Clinical applications of diffusion tensor magnetic resonance imaging in cardiovascular disease

Diffusion tensor cardiac magnetic resonance (DT-CMR) is an emerging technique capable of characterising myocardial architecture in-vivo, something previously only possible in post-mortem studies. By measuring the velocity of diffusion of water molecules as it is impeded by cell membranes in the myocardium, DT-CMR can measure the mean diffusivity (MD) and fractional anisotropy (FA) - markers of magnitude and anisotropy of diffusion of water molecules. Based on the principle that water diffusion occurs preferentially along the long axis of cardiomyocytes, DT-CMR can infer upon the orientations of myocardial sheetlets by measuring the absolute secondary eigenvector angle (E2A), and the orientations of cardiomyocytes.

This offers the potential to elucidate many of the pathophysiological mechanisms of cardiovascular diseases that are currently not well understood, as well as providing diagnostic and prognostic biomarkers which can complement the techniques that are currently available. The overall aim for this thesis was to validate the technical and clinical applications for DT-CMR in cardiovascular diseases. Specifically, this thesis includes work on sequence development, post-processing refinements and clinical studies of patients following ST-elevation myocardial infarction (STEMI) and patients with hypertrophic cardiomyopathy (HCM).

Recent advancements in percutaneous coronary intervention have improved survival rates following STEMI, but despite optimal management, up to a third of STEMI survivors develop adverse left ventricular (LV) remodelling in the long-term. This is characterised by progressive cavity dilatation, impaired contractility and is associated with reduced survival. Adverse remodelling is difficult to predict and this maybe in part due to the incomplete understanding of the pathophysiological processes, particularly earlier in the disease pathway. By studying the acute and dynamic changes in microstructure post-injury, DT-CMR may help explain the ensuing maladaptive, mechanical changes in the myocardium.

The aims of chapters 3-4 were to examine how DT-CMR parameters are affected following STEMI, comparing infarcted myocardium with adjacent and remote areas. The aim of chapter 5 was to establish the predictive relevance of acute DT-CMR for adverse-remodelling at 12 months post-STEMI. Through our results, we demonstrate that patients are at significantly greater risk if their acutely infarcted myocardium exhibits reduced FA (signifying cardiomyocyte disarray) and reduced E2A (signifying the underlying myocardial sheetlets remain fixed in a hypo-angulated state during systole). These results demonstrate the potential clinical utility of DT-CMR for prognostic risk-stratification following STEMI.

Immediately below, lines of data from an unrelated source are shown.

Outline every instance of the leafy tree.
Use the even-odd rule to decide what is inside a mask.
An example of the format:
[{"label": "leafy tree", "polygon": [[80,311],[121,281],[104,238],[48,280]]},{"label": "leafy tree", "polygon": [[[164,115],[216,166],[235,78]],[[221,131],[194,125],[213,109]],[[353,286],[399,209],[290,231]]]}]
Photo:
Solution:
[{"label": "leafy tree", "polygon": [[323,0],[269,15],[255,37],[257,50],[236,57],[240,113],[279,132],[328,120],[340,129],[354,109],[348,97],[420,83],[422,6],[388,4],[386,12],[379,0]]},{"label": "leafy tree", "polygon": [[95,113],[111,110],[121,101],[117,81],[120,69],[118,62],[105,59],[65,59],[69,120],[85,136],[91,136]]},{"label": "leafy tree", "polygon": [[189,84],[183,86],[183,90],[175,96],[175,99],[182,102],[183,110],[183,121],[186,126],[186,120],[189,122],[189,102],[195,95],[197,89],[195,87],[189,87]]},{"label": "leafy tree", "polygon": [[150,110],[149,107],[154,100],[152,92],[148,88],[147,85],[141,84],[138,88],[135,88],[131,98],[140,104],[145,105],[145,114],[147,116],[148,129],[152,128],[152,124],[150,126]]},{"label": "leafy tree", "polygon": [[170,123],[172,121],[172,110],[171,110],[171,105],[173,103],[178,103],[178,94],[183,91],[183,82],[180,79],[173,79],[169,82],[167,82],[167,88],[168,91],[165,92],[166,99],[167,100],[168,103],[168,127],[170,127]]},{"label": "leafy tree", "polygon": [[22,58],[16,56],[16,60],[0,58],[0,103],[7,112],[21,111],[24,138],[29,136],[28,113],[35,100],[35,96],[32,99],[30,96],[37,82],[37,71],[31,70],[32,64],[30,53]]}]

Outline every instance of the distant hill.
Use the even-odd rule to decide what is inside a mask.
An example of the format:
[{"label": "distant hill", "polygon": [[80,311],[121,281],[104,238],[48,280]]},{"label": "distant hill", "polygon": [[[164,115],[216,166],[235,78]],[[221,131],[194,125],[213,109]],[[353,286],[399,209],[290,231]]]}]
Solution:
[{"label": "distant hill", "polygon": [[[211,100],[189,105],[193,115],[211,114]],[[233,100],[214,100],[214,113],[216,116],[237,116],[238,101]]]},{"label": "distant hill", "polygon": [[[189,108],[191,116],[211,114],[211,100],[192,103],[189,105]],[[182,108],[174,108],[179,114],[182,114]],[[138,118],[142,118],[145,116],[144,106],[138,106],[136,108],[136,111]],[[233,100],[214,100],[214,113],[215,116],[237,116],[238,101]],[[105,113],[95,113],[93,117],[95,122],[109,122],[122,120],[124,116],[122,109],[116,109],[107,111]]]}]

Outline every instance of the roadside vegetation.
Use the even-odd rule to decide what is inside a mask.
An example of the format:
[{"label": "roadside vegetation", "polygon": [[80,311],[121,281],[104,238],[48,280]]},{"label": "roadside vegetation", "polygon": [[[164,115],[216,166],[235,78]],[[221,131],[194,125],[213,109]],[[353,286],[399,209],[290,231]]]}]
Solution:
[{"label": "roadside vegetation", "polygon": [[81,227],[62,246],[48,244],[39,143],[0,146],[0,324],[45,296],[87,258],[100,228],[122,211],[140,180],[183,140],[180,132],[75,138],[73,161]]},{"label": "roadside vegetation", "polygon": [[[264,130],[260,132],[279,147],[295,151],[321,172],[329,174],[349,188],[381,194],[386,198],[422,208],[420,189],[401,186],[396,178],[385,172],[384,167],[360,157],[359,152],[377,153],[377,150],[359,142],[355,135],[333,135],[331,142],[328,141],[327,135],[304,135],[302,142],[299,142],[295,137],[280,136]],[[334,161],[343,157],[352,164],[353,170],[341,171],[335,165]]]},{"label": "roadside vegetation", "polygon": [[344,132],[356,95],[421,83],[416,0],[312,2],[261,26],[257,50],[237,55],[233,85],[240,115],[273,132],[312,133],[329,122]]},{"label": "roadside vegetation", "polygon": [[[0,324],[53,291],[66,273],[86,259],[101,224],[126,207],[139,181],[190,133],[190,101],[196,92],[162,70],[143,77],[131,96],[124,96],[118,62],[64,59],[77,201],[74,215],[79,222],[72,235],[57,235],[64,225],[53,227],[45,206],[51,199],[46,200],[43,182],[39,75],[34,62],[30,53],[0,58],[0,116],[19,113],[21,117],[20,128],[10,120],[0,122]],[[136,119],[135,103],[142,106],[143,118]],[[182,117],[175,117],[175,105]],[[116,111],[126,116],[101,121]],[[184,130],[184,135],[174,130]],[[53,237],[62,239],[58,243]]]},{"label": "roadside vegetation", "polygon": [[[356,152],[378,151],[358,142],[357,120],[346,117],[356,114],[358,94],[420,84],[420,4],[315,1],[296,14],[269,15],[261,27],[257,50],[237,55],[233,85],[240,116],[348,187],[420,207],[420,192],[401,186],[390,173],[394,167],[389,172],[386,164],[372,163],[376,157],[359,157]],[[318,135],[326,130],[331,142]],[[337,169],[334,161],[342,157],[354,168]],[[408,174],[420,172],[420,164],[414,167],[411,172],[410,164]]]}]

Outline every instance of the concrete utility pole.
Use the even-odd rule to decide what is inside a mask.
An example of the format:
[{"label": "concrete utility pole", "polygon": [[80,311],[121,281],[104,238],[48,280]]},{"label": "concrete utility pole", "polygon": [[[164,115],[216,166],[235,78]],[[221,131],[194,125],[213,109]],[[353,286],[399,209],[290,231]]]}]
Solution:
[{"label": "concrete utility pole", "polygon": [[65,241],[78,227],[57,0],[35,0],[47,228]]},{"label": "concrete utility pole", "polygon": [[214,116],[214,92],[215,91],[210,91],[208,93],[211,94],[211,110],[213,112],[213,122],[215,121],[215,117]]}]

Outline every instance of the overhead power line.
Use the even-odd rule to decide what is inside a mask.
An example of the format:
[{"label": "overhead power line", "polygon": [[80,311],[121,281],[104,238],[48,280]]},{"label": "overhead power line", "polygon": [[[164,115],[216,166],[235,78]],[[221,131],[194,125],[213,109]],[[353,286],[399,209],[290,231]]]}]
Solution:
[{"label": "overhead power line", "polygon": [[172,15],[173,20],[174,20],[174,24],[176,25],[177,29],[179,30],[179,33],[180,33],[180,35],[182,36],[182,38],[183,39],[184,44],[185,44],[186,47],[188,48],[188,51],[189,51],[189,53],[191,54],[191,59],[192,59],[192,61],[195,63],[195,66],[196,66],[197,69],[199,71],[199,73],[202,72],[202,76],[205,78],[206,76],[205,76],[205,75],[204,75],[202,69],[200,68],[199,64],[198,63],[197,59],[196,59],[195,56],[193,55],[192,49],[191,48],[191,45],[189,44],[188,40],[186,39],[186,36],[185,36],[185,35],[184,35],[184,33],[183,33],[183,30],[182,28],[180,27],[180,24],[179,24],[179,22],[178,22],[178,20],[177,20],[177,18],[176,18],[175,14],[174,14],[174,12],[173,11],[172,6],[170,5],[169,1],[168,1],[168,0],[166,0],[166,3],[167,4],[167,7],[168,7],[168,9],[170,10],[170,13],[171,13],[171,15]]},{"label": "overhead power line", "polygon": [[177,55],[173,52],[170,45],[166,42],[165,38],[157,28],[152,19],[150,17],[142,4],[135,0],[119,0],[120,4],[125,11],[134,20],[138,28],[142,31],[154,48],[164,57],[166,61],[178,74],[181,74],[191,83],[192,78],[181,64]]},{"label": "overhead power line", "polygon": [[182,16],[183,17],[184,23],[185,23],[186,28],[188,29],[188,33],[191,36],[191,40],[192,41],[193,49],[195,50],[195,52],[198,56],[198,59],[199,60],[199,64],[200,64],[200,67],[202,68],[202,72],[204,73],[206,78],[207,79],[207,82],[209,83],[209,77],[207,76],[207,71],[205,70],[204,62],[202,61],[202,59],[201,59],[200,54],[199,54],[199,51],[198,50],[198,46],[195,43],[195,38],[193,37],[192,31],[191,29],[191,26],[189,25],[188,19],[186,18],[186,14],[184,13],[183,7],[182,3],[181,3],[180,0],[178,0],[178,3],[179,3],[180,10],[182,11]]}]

These findings encouraged me to explore the behaviour of DT-CMR parameters in patients with HCM. This is another condition where the prognosis is diverse and difficult to predict, again partly owing to incomplete understanding about the underlying pathophysiological mechanisms particularly early on in the disease pathway. The aim of chapter 6 was to compare DT-CMR parameters between healthy volunteers, athletes and HCM patients. Our results demonstrated than HCM patients have globally higher MD (signifying diffusion is more unrestricted), reduced FA (signifying cardiomyocyte disarray) and higher E2A (signifying the myocardial sheetlets adopt a hyper-angular orientation during systole) than athletes and healthy volunteers. In chapter 8, the aim was to establish if these findings are evident beyond areas of macroscopic abnormalities. Our results demonstrate that in comparison with healthy volunteers, HCM patients – even in myocardial segment with normal wall thickness, normal perfusion and no scarring - have reduced FA, increased E2A and increased MD. These results shed light on the sequence of pathology and demonstrate the clinical utility of DT-CMR for early detection of phenotypic expression in HCM.

In conclusion, DT-CMR is safe, feasible and can provide quantitative information about the histological state of the myocardium, which can complement clinical and imaging risk factors and improve clinical decision making for managing a range of cardiovascular diseases.